Is Wikipedia a foe for students in a degree?

The first thing to know is what it is. It is a free encyclopedia that anyone can add to or edit. Launched around 2001, today it has millions of articles in different languages. Despite concerns about the quality of openly editable information, Wikipedia has become one of the most popular online resources with Google, Yahoo or MySpace. Almost any word (nouns) typed into Google produces a link to this site in the very five entries. The topics the web deals with range from broad to specific information. Each article has link to other Wikipedia or external resources.

Despite nagging doubts about its reliability, as I have pointed up, it enjoys a growing popularity. But the information findable there could be not so trustworthy. Because of that, some institutions have already limit the use to some students after several errors in students papers. That is the case of Middlebury College. Meanwhile, other academics accept and even applaud the site and its work.

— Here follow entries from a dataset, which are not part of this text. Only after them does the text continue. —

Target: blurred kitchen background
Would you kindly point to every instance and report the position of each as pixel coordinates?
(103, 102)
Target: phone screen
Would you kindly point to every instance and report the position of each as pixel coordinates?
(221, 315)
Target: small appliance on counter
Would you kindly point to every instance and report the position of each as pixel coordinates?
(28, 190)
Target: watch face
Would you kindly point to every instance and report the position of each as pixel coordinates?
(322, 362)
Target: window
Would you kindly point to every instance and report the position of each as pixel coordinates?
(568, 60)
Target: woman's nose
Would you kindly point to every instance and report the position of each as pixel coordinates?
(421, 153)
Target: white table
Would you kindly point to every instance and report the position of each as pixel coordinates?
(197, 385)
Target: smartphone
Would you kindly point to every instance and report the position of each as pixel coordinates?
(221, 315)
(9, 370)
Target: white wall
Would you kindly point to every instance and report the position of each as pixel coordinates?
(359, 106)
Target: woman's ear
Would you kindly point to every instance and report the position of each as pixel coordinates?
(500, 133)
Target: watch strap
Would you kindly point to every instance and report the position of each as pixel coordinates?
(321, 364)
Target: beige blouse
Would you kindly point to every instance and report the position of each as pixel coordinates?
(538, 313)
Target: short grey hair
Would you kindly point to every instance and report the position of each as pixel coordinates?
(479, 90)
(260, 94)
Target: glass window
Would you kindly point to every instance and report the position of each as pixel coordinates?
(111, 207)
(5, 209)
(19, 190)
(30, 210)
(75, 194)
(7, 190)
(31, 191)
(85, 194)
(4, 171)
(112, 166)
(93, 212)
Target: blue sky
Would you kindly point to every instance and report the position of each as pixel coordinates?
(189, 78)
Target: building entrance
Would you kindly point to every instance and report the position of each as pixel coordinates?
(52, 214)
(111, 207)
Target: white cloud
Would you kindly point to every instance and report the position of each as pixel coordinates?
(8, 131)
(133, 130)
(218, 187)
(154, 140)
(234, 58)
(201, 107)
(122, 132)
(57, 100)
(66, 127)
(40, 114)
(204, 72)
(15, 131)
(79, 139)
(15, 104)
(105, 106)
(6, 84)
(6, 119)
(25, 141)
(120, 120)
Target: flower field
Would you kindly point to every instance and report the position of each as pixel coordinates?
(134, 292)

It is fine to find some background research, a good point to start some work; but as it is written by unknown authors who want to contribute, it can not be used as a primary source for degrees as history, philosophy or philology. Trustworthy information for us, students, is in the library, where a large number of books can be consulted. It is a slower way, it takes up hours, a bit boring; but writers have a proven back record, they had been or are experts on the subject we are looking for -and not someone interested and who “knows” about it.

In conclusion, Wikipedia can be a helpful source for us, but only as a superficial knowledge. For a valid, suitable and real information it is essential to consult books, encyclopedias and articles. Would Wikipedia substitute traditional information resources? Probably, but could anyone turn all the written information in digital text? Impossible.